Caso Master: Mendonça convoca reunião com PF para essa sexta-feira (13)

    13/02/2026 14h20 - Atualizado há 4 semanas

    O ministro André Mendonça, do Supremo Tribunal Federal (STF), convocou para a tarde desta sexta-feira (13) uma reunião com delegados da Polícia Federal envolvidos nas investigações do Banco Master. Oficialmente, o encontro teria como finalidade obter um panorama das apurações e definir os próximos passos. Na prática, porém, cresce a desconfiança de que o movimento represente mais um capítulo do já conhecido comportamento corporativista da Corte, historicamente inclinada a proteger seus próprios integrantes diante de escândalos que atingem o coração do poder.

    Fontes internas indicam que o diretor-geral da Polícia Federal, Andrei Rodrigues, também deverá participar da reunião, que ocorrerá de forma virtual, com Mendonça falando diretamente de São Paulo. Trata-se de seu primeiro ato como relator do caso — um início que já nasce sob forte suspeita pública, diante do histórico recente do STF em blindar ministros e conduzir investigações sensíveis de maneira pouco transparente.

    Mendonça, que também conduz a investigação sobre descontos indevidos em aposentadorias e pensões do INSS, foi escolhido relator na noite de quinta-feira (12), após a saída de Dias Toffoli da condução do processo. A mudança ocorreu depois que mensagens encontradas no celular do empresário Daniel Vorcaro, dono do Banco Master, passaram a citar o nome de Toffoli, ampliando ainda mais a crise de credibilidade que paira sobre a Suprema Corte.

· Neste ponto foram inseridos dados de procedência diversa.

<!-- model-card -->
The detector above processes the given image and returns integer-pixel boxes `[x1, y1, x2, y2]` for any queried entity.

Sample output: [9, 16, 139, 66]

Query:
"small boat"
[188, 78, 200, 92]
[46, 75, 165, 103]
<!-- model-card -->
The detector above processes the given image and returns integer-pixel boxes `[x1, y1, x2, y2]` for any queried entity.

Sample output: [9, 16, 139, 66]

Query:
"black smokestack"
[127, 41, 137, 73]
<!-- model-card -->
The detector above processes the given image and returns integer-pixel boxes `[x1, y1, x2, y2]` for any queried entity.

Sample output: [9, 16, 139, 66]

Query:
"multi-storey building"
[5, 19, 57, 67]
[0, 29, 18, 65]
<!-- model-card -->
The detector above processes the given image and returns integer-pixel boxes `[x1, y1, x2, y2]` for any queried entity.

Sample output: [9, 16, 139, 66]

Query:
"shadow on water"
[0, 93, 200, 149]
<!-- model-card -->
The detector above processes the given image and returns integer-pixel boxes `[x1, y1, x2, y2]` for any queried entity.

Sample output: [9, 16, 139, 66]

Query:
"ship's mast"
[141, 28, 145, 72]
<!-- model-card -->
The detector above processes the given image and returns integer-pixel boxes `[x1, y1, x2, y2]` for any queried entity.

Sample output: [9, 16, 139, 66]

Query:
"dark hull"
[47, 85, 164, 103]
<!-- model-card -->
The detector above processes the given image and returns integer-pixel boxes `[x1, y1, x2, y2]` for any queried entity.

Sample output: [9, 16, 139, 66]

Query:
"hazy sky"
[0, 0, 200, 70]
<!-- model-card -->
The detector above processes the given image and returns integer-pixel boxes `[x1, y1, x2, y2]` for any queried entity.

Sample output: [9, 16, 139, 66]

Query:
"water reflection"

    A nomeação de Mendonça, indicado por Jair Bolsonaro sob o rótulo de “terrivelmente evangélico”, deveria simbolizar independência e compromisso moral. No entanto, para muitos observadores, o que se vê é mais uma profunda frustração: longe de representar ruptura com práticas questionáveis, o ministro parece seguir a mesma lógica de autopreservação institucional que há anos distancia o STF da confiança popular.

    Resta saber se, desta vez, haverá disposição real para permitir que as investigações avancem até suas últimas consequências — ou se o país assistirá a mais um episódio em que o espírito corporativo fala mais alto que a verdade.


    Notícias Relacionadas »
    Comentários »
    Comentar

    *Ao utilizar o sistema de comentários você está de acordo com a POLÍTICA DE PRIVACIDADE do site https://bnbrasil.com.br/.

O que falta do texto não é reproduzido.